The battle in the low-code space
GraphQL and REST have their pros and cons in implementing integrations. In low-code tools, these advantages and disadvantages take different forms than traditional software development. Low-code tools such as Linx aim to reduce or remove the steep learning curve of conventional coding from application development. However, due to the complexity of GraphQL, it isn’t as simple as when working with REST requests.
The main crux of GraphQL is that it is relatively new and requires upskilling in a new ‘language’, which goes against the principles of low-code platforms. Due to the query syntax being complex (yet powerful), it becomes time-consuming to learn a new syntax and script your queries out. This complexity of possibilities makes it challenging to implement functionality within a low-code platform that will create the necessary custom queries, which can be as big or as small as you like.
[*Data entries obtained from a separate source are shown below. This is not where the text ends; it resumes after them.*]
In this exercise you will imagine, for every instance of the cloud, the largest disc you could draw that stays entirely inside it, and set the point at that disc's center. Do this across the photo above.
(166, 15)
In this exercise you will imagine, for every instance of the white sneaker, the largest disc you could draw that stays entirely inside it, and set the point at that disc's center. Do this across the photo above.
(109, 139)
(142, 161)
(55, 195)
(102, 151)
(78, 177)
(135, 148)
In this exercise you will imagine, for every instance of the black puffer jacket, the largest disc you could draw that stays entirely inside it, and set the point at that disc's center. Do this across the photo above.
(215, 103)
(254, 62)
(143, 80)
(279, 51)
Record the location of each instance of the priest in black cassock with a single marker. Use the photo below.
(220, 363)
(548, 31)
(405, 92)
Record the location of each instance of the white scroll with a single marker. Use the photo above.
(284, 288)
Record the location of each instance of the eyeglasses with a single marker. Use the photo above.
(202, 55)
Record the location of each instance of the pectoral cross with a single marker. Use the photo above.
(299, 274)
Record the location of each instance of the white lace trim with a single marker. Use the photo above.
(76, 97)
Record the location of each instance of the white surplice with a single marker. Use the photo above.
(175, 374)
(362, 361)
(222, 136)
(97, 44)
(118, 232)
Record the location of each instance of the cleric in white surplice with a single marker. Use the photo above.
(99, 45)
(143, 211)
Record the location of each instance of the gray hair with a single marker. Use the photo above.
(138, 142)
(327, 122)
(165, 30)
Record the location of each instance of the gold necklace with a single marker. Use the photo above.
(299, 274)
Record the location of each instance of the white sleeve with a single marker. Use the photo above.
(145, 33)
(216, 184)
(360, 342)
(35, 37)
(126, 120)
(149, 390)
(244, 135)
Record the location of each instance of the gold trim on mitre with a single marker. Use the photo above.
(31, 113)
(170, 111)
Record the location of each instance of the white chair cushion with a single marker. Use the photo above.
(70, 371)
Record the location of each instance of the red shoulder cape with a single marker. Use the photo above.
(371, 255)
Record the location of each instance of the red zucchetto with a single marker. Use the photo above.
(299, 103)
While all the validation is taken care of by Linx, you still need to ensure that your queries are correct using an external tool to test, which, as mentioned before, aren’t the most user-friendly tools in their current form. GraphQL is complicated, especially to new or less technical users of low-code platforms, which presents a challenge in terms of rapid development. However, suppose you already understand the query language, then executing your queries and working with the resulting data is effortlessly incorporated in the typical low-code fashion of drag and drop.
Due to REST requests having a more simple structure, they are much more usable in a low-code environment for technical and non-technical users alike. Linx makes it easy to execute requests against any REST API with slight tweaks if you want to maintain or extend your current calls. Building a ‘library’ of API calls to use interchangeably in your logic is reasonably straightforward will save you loads of time. Lastly, the mature nature of REST allows low-code platforms to quickly implement the best practices of consuming APIs inside their tool.
The final say?
In my opinion, I’m going to keep sticking with HTTP requests and build out the various functionalities with modularized re-usable requests until I become more comfortable with scripting out GraphQL queries. While GraphQL has its advantages, I’m more comfortable with interchangeably using my different requests in Linx to create my types of complex “queries”. If I were to replicate them in a GraphQL manner, it would require some syntax learning and scripting out queries, nullifying the inherent advantage of low-code – speed!
While Linx does take care of the nitty-gritty connection details and validations for both, with GraphQL I still need to script out JSON queries by hand, which is time-consuming and can be frustrating if you haven’t got them 100% correct. GraphQL wins if your core focus is performance and optimisation, which is often the case. However, developers should consider the time spent learning the syntax and the level of performance required.
A compromise is rapidly building out your API integrations with REST requests – once you’ve understood the data you are working with and how this data integrates with your custom logic, make the relevant migration to GraphQL.